Saeed Maleki, Madan Musuvathi, Todd Mytkowicz, Olli Saarikivi, Tianju Xu, Vadim Eksarevskiy, Jaliya Ekanayake, Emad Barsoum
Data parallelism is a common way to parallelize stochastic gradient descent (SGD). However, the loss of convergence at large minibatch sizes limits the scalability of data parallelism. This paper introduces a novel method to combine gradients called Adasum that significantly improves the convergence when using large minibatches. This paper provides the intuition and formal justification of Adasum along with a convergence proof. Additionally, the paper describes an efficient implementation of Adasum and its integration into the open-source toolkit Horovod for use in both TensorFlow and PyTorch.
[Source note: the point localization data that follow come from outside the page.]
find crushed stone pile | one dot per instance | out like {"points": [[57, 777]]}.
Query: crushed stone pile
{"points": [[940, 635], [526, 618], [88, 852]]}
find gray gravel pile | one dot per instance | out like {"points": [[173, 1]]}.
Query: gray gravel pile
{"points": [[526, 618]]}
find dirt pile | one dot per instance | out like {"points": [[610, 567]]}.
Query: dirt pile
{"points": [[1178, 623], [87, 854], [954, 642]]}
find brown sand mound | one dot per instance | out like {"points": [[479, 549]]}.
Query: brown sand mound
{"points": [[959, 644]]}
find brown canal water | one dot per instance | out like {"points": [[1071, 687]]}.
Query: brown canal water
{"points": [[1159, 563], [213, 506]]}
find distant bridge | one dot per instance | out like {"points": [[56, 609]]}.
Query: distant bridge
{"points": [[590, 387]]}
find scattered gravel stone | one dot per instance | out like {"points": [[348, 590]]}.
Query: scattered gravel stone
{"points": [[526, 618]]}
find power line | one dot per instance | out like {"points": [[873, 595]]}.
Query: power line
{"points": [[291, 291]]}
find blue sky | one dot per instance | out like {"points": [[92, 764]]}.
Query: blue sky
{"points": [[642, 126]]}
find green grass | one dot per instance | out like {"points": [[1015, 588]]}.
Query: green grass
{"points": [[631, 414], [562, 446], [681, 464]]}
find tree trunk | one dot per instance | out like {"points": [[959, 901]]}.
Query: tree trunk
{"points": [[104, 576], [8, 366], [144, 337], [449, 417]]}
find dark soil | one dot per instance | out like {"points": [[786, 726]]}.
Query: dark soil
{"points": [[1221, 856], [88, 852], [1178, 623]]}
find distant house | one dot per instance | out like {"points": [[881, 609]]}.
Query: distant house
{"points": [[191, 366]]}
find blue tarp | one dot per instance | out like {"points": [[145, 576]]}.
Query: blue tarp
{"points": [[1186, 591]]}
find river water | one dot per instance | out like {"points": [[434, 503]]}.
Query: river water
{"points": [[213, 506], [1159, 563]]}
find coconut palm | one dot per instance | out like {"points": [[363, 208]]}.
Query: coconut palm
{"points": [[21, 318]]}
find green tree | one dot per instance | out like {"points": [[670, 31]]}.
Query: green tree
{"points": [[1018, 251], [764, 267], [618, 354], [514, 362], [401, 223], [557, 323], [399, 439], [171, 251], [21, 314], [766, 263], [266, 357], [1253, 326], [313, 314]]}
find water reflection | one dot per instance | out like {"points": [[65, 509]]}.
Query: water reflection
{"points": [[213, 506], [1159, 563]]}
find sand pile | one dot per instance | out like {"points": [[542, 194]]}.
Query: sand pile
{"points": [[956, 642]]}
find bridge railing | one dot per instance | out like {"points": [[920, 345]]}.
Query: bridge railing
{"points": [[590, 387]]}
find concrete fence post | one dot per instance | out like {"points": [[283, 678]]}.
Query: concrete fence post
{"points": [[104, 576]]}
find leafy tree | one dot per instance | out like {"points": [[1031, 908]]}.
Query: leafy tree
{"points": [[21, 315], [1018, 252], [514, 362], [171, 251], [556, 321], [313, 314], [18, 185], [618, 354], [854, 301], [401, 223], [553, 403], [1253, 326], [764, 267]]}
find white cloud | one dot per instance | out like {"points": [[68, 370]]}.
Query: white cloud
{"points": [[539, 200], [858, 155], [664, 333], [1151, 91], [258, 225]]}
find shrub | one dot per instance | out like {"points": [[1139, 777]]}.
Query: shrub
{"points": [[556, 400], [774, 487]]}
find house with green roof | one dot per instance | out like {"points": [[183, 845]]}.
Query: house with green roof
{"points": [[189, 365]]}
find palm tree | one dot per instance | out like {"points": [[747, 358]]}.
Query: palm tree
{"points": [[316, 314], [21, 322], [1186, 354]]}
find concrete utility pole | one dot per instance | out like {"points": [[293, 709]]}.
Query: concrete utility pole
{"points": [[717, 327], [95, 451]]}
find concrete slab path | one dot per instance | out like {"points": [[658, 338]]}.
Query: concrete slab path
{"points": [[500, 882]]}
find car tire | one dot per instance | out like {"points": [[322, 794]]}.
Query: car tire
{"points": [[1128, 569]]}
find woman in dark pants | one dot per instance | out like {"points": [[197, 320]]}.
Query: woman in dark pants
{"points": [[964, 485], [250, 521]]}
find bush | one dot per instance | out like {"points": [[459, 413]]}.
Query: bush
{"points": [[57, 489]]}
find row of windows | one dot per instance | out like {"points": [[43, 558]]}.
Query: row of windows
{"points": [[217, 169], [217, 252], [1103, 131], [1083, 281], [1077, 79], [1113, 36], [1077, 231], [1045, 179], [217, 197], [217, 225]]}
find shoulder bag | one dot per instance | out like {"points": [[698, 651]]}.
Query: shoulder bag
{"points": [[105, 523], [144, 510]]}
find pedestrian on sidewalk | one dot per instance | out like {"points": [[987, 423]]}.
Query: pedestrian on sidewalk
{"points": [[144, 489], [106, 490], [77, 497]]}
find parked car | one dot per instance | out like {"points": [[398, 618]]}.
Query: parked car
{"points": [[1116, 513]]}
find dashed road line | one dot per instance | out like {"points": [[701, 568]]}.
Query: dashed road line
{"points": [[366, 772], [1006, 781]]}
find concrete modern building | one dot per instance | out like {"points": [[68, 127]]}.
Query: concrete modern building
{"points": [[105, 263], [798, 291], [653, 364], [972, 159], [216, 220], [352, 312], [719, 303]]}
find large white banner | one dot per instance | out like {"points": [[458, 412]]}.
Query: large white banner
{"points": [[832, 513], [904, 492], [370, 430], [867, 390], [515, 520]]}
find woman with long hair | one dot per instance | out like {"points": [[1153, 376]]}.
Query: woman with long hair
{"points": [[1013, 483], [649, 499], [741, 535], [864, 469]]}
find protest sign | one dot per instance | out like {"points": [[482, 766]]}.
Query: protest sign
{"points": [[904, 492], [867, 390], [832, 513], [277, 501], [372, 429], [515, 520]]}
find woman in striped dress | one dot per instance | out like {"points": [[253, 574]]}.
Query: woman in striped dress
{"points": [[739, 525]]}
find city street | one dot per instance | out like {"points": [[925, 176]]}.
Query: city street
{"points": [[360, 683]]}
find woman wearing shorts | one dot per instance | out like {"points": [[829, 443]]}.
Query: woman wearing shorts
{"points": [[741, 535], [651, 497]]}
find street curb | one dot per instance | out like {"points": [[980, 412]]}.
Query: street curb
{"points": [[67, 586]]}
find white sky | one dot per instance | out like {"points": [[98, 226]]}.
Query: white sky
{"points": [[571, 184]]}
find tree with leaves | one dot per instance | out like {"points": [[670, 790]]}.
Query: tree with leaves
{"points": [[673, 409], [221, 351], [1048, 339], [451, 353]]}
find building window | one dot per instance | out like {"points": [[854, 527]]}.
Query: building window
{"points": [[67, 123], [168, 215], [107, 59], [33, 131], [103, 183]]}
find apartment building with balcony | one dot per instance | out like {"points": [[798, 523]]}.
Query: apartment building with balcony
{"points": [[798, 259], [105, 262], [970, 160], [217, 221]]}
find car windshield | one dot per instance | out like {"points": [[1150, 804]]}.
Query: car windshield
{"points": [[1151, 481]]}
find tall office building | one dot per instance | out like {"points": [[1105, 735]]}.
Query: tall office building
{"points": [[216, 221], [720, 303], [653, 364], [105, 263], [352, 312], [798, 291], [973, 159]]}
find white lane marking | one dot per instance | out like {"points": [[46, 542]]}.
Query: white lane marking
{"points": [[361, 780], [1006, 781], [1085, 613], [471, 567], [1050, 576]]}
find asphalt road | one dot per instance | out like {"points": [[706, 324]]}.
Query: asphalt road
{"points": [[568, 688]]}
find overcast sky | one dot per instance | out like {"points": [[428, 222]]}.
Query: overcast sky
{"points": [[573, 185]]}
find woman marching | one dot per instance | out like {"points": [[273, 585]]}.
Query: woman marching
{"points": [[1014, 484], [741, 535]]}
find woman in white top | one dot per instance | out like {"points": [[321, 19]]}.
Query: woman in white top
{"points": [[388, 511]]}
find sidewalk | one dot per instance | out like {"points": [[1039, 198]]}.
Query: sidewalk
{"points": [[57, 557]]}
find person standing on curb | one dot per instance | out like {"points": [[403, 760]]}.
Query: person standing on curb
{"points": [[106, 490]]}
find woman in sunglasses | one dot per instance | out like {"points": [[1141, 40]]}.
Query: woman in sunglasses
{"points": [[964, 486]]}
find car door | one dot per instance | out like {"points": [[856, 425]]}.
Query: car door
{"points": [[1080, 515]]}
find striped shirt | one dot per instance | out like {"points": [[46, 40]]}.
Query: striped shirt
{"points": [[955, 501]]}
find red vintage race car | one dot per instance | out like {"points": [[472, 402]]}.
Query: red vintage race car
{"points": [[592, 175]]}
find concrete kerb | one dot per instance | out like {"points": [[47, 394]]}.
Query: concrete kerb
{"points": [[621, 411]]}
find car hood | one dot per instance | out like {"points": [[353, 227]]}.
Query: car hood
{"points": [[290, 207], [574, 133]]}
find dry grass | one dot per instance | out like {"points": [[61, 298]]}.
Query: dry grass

The paper empirically shows that Adasum improves convergence when using large minibatch sizes for multiple optimizers (Momentum-SGD, Adam, and LAMB). For BERT-Large training with a minibatch size of 64K, using both Adasum and LAMB training converges in 20% fewer epochs than with LAMB alone. This combination also allows BERT-Large training to scale to a 128K minibatch size. While one of the motivations for LAMB was the inability of the Adam optimizer to scale beyond a minibatch size of 16K, we show that Adasum helps Adam scale BERT-Large training to a 64K minibatch size. Our implementation of Adasum in Horovod has already been adopted in several production environments.